From the Guidelines
Hormone replacement therapy (HRT) is associated with a modest increase in the risk of breast cancer, with 8 more invasive breast cancers expected per 10,000 women taking estrogen and progestin for 1 year. The level of risk varies based on the type of HRT and duration of use, as noted in a study published in the Annals of Internal Medicine 1. Key factors to consider include:
- The type of HRT: Combined HRT (estrogen plus progestin) carries a higher risk than estrogen-only therapy
- Duration of use: The risk increases with longer duration of use, becoming more significant after 1 year of treatment, as reported in the study 1
- Individual risk factors: Women with a personal or strong family history of breast cancer, or known genetic mutations, should generally avoid HRT or consider non-hormonal alternatives The increased risk occurs because estrogen and progestin can stimulate growth of hormone-sensitive breast tissue and potentially promote development of hormone-dependent breast cancers. Women considering HRT should use the lowest effective dose for the shortest time needed to manage menopausal symptoms, as recommended by the USPSTF 1. Each woman should discuss her individual risk factors with her healthcare provider to make an informed decision about whether the benefits of HRT for managing menopausal symptoms outweigh the potential breast cancer risk in her specific situation.
From the Research
Hormone Replacement Therapy and Breast Cancer Risk
- The relationship between hormone replacement therapy (HRT) and breast cancer risk is complex and has been studied extensively 2, 3, 4, 5, 6.

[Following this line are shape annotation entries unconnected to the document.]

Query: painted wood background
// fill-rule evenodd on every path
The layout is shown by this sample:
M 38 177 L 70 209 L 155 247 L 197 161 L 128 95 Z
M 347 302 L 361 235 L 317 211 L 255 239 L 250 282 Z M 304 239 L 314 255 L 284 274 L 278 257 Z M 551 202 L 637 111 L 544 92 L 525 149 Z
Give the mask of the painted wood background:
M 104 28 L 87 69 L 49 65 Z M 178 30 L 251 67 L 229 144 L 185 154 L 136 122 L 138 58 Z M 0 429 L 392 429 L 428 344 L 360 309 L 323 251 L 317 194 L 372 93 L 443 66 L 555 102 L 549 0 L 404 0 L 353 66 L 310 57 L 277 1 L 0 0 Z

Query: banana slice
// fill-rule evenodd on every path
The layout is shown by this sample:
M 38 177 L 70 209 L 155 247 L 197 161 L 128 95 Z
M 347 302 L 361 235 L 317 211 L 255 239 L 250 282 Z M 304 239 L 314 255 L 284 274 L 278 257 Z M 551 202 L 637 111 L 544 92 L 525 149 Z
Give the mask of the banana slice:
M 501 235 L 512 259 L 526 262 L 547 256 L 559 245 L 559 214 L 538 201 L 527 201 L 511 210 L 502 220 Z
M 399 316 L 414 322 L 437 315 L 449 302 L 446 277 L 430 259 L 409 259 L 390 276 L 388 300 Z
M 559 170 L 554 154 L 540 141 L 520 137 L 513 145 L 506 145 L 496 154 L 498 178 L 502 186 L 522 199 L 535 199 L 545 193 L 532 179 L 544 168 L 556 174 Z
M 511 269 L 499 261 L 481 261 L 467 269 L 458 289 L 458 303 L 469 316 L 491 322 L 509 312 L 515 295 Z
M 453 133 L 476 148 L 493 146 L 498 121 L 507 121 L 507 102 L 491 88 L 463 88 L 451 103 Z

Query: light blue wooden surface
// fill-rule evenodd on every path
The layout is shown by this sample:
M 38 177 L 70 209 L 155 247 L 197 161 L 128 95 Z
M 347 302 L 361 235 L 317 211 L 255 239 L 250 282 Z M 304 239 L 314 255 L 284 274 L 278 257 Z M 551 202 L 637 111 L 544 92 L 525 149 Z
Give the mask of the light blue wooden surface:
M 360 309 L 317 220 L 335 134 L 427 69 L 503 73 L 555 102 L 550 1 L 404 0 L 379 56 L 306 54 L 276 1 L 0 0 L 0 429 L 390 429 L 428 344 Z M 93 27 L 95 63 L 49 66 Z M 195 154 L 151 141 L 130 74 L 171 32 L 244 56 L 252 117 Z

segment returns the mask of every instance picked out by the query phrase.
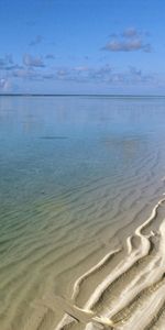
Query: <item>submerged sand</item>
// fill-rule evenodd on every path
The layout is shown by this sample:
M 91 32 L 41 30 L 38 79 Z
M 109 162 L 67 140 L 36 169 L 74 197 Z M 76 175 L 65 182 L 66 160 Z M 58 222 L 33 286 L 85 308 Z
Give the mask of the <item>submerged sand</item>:
M 64 312 L 62 320 L 50 329 L 164 329 L 164 208 L 165 197 L 127 239 L 125 249 L 118 246 L 110 251 L 77 278 L 70 300 L 50 295 L 36 301 L 36 306 L 44 306 L 45 312 L 52 310 L 57 314 L 59 309 Z M 121 254 L 122 258 L 113 266 L 112 261 Z M 80 306 L 79 296 L 86 288 L 85 283 L 92 280 L 92 277 L 108 265 L 112 265 L 109 274 L 96 285 L 87 301 Z

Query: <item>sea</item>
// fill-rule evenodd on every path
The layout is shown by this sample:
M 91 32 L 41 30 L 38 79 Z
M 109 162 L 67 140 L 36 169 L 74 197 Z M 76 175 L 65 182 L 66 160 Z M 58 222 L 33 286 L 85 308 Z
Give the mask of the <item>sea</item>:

- Observational studies suggest that long-term HRT may increase breast cancer development, while estrogen reduction (oophorectomy) significantly reduces recurrence in premenopausal women 2.
- The influence of HRT on the growth of established breast cancer has not been determined, but current evidence cannot exclude a risk that HRT increases recurrence to the same degree 2.
- Some studies have found that certain synthetic progestogens, but not progesterone and dydrogesterone, can accelerate the proliferation of breast cancer cells in vitro and in animal studies 4.
Types of Hormone Replacement Therapy and Breast Cancer Risk
- Conjugated equine estrogen and medroxyprogesterone acetate are associated with decreased risk of breast cancer relative to bioidentical hormone therapy and controls 5.
- Bioidentical estrogen and progesterone are supplements whose molecular structures are identical to what is made in the human body, but no peer-reviewed articles support their benefits over synthetic supplements 5.
- A nationwide population-based cohort study found that menopausal hormone therapy (MHT) was associated with an increased risk of breast cancer, but not all MHTs increased the risk 6.
- Specific combined therapies, such as EH/DRSP, EH/DYD, EH/NETA, and EV/CPA, were associated with higher risk, whereas estrogen alone and tibolone were not 6.
Considerations for Hormone Replacement Therapy in Breast Cancer Survivors
- Breast cancer survivors should be offered HRT only with caution and with their full participation in the decision-making process 2.
- Climacteric symptoms in breast cancer survivors should be delineated for type and severity for methodical management, and lifestyle modifications can be effective for mild symptoms 3.
- Non-hormonal pharmaceutical approaches can be used as second-line therapy for control of hot flashes, vulvo-vaginal atrophy, arthralgia, mood swings, sleep disturbance, and depression 3.
- Informed consent and shared-decision-making is a reasonable approach for HRT use in symptomatic breast cancer survivors 3.